Waaijenborg Sandra, Zwinderman Aeilko H
Department of Clinical Epidemiology, Biostatistics and Bioinformatics, Academic Medical Center, University of Amsterdam, Meibergdreef 9, 1100 DD Amsterdam, The Netherlands.
Algorithms Mol Biol. 2010 Feb 11;5:17. doi: 10.1186/1748-7188-5-17.
The causes of complex diseases are difficult to grasp since many different factors play a role in their onset. To find a common genetic background, many of the existing studies divide their population into controls and cases; a classification that is likely to cause heterogeneity within the two groups. Rather than dividing the study population into cases and controls, it is better to identify the phenotype of a complex disease by a set of intermediate risk factors. But these risk factors often vary over time and are therefore repeatedly measured.
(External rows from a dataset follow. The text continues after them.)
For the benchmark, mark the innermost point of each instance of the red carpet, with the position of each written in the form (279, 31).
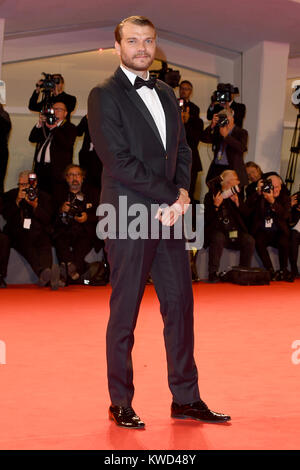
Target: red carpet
(53, 392)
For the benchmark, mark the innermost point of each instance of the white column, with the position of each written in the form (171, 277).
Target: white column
(264, 85)
(2, 23)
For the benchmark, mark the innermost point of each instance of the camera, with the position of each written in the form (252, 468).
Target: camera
(49, 82)
(167, 75)
(49, 114)
(223, 120)
(298, 197)
(215, 186)
(182, 104)
(223, 93)
(230, 192)
(267, 185)
(77, 206)
(31, 191)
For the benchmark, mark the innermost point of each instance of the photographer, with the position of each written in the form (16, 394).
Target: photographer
(28, 212)
(4, 252)
(295, 233)
(5, 127)
(55, 137)
(229, 143)
(193, 128)
(51, 88)
(254, 173)
(222, 99)
(224, 226)
(270, 209)
(75, 226)
(88, 159)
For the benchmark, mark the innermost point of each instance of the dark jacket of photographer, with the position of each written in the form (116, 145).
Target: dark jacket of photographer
(89, 205)
(258, 209)
(214, 217)
(193, 129)
(235, 145)
(68, 100)
(15, 215)
(61, 147)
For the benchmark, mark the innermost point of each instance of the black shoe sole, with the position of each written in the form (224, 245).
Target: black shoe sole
(221, 421)
(123, 425)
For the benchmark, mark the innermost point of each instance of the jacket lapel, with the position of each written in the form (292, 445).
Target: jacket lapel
(169, 112)
(138, 102)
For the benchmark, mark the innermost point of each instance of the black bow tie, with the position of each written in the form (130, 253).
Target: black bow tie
(139, 82)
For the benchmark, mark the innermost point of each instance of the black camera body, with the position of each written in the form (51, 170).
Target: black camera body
(77, 206)
(267, 185)
(32, 190)
(182, 104)
(223, 120)
(298, 197)
(223, 93)
(49, 114)
(49, 82)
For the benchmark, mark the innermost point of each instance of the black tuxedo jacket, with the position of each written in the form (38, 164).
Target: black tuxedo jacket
(236, 145)
(193, 130)
(61, 148)
(126, 138)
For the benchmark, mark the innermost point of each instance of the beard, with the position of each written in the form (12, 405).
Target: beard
(133, 64)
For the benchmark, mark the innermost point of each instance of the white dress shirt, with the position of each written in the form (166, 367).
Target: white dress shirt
(152, 101)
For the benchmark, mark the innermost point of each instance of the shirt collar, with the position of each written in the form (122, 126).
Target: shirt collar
(130, 75)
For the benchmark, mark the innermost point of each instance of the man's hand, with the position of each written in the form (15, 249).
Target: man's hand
(42, 120)
(214, 121)
(65, 207)
(33, 203)
(82, 218)
(269, 196)
(224, 131)
(38, 86)
(235, 199)
(185, 114)
(51, 126)
(218, 199)
(170, 214)
(294, 200)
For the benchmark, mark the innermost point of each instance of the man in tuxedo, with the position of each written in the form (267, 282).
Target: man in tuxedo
(54, 149)
(229, 143)
(136, 128)
(239, 109)
(57, 96)
(193, 128)
(28, 213)
(5, 127)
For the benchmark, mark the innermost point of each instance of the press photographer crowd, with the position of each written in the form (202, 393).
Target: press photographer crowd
(54, 203)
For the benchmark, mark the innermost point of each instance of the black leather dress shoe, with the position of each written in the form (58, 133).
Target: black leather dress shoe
(198, 411)
(125, 417)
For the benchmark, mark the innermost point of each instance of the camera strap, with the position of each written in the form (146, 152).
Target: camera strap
(42, 153)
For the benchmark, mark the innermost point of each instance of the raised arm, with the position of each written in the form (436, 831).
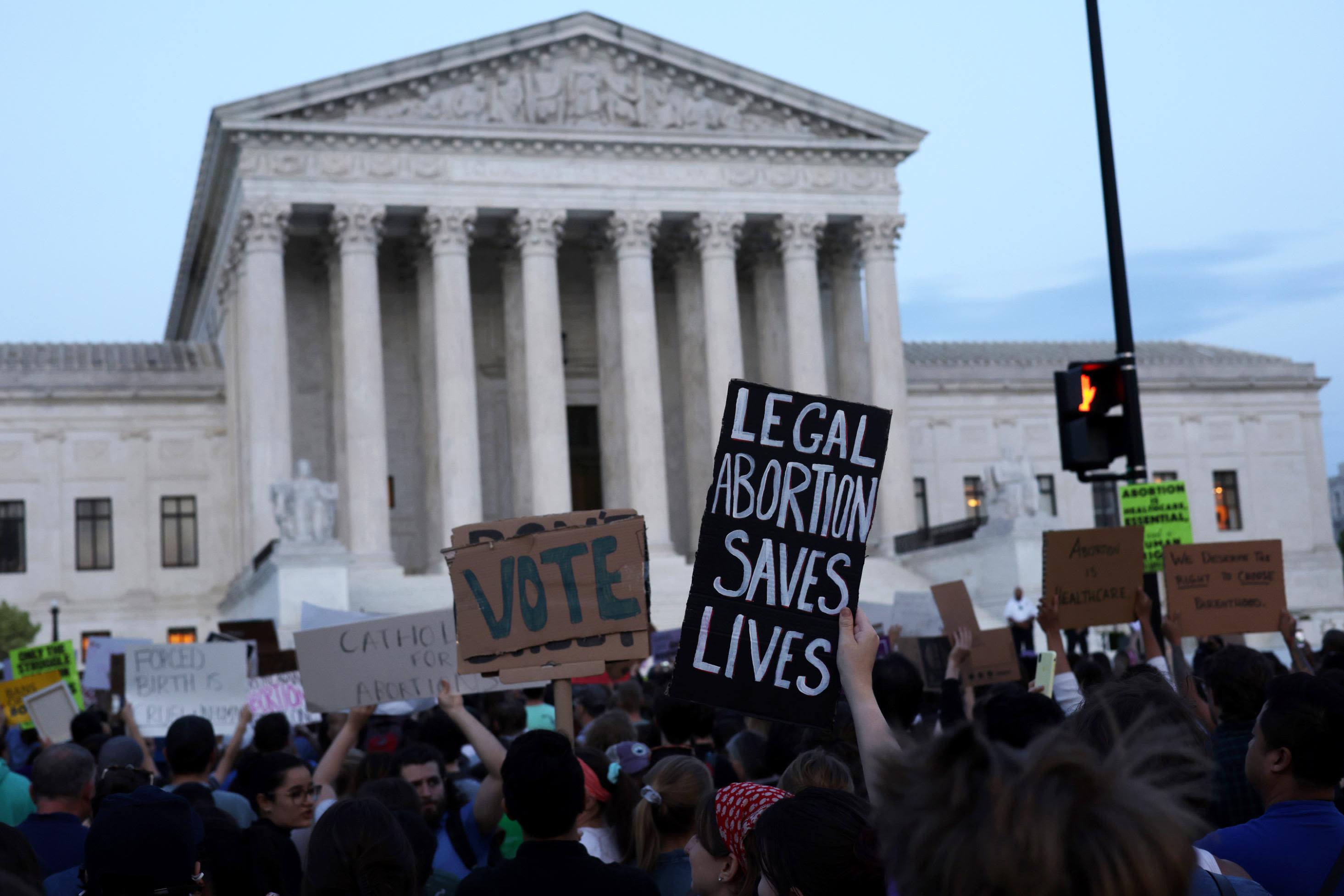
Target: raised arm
(489, 809)
(327, 772)
(855, 655)
(236, 745)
We introduce a method to associate multiple repeatedly measured intermediate risk factors with a high dimensional set of single nucleotide polymorphisms (SNPs). Via a two-step approach, we summarized the time courses of each individual and, secondly apply these to penalized nonlinear canonical correlation analysis to obtain sparse results.
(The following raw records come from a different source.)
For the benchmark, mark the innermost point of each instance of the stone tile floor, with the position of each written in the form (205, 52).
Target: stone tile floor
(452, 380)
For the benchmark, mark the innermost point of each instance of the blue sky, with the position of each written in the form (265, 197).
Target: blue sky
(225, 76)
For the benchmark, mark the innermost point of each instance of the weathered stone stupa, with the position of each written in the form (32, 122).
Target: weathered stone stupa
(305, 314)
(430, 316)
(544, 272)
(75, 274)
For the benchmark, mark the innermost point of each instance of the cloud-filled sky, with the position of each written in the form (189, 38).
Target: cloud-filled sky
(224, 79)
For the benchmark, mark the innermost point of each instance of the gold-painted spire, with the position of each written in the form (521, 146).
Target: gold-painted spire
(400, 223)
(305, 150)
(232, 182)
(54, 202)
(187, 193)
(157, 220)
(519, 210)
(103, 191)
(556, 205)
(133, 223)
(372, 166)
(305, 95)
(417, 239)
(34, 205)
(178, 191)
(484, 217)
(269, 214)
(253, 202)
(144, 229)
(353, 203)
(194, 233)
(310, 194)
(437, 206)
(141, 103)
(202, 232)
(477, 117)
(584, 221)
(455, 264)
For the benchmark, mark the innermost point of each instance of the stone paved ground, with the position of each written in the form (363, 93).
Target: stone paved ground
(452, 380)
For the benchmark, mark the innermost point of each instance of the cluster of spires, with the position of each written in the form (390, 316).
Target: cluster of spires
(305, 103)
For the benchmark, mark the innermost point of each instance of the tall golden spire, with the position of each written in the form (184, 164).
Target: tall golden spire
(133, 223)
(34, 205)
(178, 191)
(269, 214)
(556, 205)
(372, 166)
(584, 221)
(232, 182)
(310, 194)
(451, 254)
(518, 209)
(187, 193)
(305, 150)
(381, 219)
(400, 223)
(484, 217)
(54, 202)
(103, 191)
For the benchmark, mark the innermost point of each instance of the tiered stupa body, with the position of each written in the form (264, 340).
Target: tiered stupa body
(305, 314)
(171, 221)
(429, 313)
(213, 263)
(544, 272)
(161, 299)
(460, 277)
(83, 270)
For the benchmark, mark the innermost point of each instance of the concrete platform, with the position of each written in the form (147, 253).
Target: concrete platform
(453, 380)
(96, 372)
Application of this method to two datasets which study the genetic background of cardiovascular diseases, show that compared to progression over time, mainly the constant levels in time are associated with sets of SNPs.
复杂疾病的病因难以把握,因为许多不同因素在其发病过程中起作用。为了找到共同的遗传背景,许多现有研究将其人群分为对照组和病例组;这种分类很可能导致两组内部的异质性。与其将研究人群分为病例组和对照组,不如通过一组中间风险因素来识别复杂疾病的表型。但这些风险因素往往随时间变化,因此需要反复测量。
我们引入了一种方法,将多个反复测量的中间风险因素与一组高维单核苷酸多态性(SNP)相关联。通过两步法,我们总结了每个个体的时间进程,其次将这些应用于惩罚非线性典型相关分析以获得稀疏结果。
将该方法应用于两个研究心血管疾病遗传背景的数据集,结果表明,与随时间的进展相比,主要是时间上的恒定水平与SNP集相关。